One reason why this is the case is because the front-end web technologies as a whole have gotten much, much more powerful. So powerful that it has become fully viable to build a fairly complex application without a server to dynamically render pages and execute tasks on request.1 And, as everyone knows, with great power comes great responsibility.

Today, almost everything can be handled on the client side or using serverless functions,2 from templating to styling to routing to state management to authentication to form validation to core business logic to… The list goes on. This power greatly and understandably shifted the burden of managing complexities to front-end web development. Yes, there are excellent set of tools to help, but these tools come with their own complexity. In the end, a front-end developer is left with a lot more to learn to get the job done.

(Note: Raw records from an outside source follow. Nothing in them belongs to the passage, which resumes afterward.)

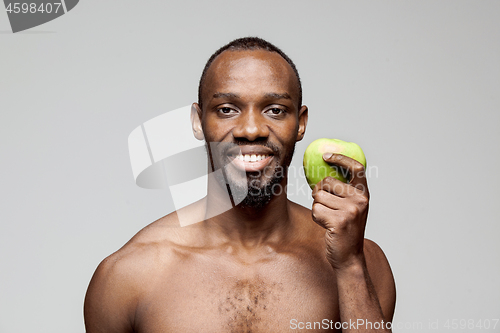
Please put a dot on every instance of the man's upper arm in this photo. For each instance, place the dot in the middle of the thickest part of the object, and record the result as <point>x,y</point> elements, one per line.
<point>382,278</point>
<point>109,302</point>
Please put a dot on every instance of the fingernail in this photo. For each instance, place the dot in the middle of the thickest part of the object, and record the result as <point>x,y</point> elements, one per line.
<point>327,156</point>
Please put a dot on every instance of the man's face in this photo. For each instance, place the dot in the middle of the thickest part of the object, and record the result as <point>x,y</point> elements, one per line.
<point>250,99</point>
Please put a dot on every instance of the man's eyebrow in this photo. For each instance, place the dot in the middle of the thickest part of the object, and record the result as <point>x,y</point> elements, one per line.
<point>278,96</point>
<point>225,95</point>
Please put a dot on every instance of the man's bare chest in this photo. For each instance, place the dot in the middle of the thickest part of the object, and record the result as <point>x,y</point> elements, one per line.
<point>212,297</point>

Plus, the concerns of modern front-end web development reach far beyond building client-side applications per se, partly due to the growing size and complexity of the very applications to build. I’ve already mentioned serverless functions, which of course come with complexities of writing, deploying, and maintaining them. More generally, front-end web developers are now expected to be at least knowledgeable about version control system, CI/CD tools, static site hosting services, cloud/serverless computing services, software development architectures, and more.

Moreover, the modern front-end web development is increasingly a team effort. While this is not limited to the front end, any front-end web developer must be at least open to work in a team and learning development practices to support a team project.

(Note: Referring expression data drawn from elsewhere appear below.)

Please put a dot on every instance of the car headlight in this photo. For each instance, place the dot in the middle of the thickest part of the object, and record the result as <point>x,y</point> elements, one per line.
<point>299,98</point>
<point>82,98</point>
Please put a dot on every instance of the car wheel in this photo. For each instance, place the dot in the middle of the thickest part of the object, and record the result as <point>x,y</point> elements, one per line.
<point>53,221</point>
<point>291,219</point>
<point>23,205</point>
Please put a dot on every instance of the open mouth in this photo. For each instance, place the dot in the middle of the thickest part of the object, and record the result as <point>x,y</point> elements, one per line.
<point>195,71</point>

This is not to say that one needs to master everything mentioned above from the get-go. I’d argue that a good grasp of JavaScript the language, decent understanding of HTML and CSS, and working knowledge of a popular JavaScript framework and its ecosystem would suffice to get started. But the complexity is there, and it will be near impossible not to confront it as one progresses in his or her career.

So yes, the modern front-end web development is a lot!

Footnotes

  1. To get a sense of how “powerful” front end is today, watch this talk by Chris Coyier from JAMstack Conf 2018, promptly titled “The All Powerful Front End Developer.”

  2. Of course, whether all these works have to be handled on the client side or using serverless functions is a totally different question.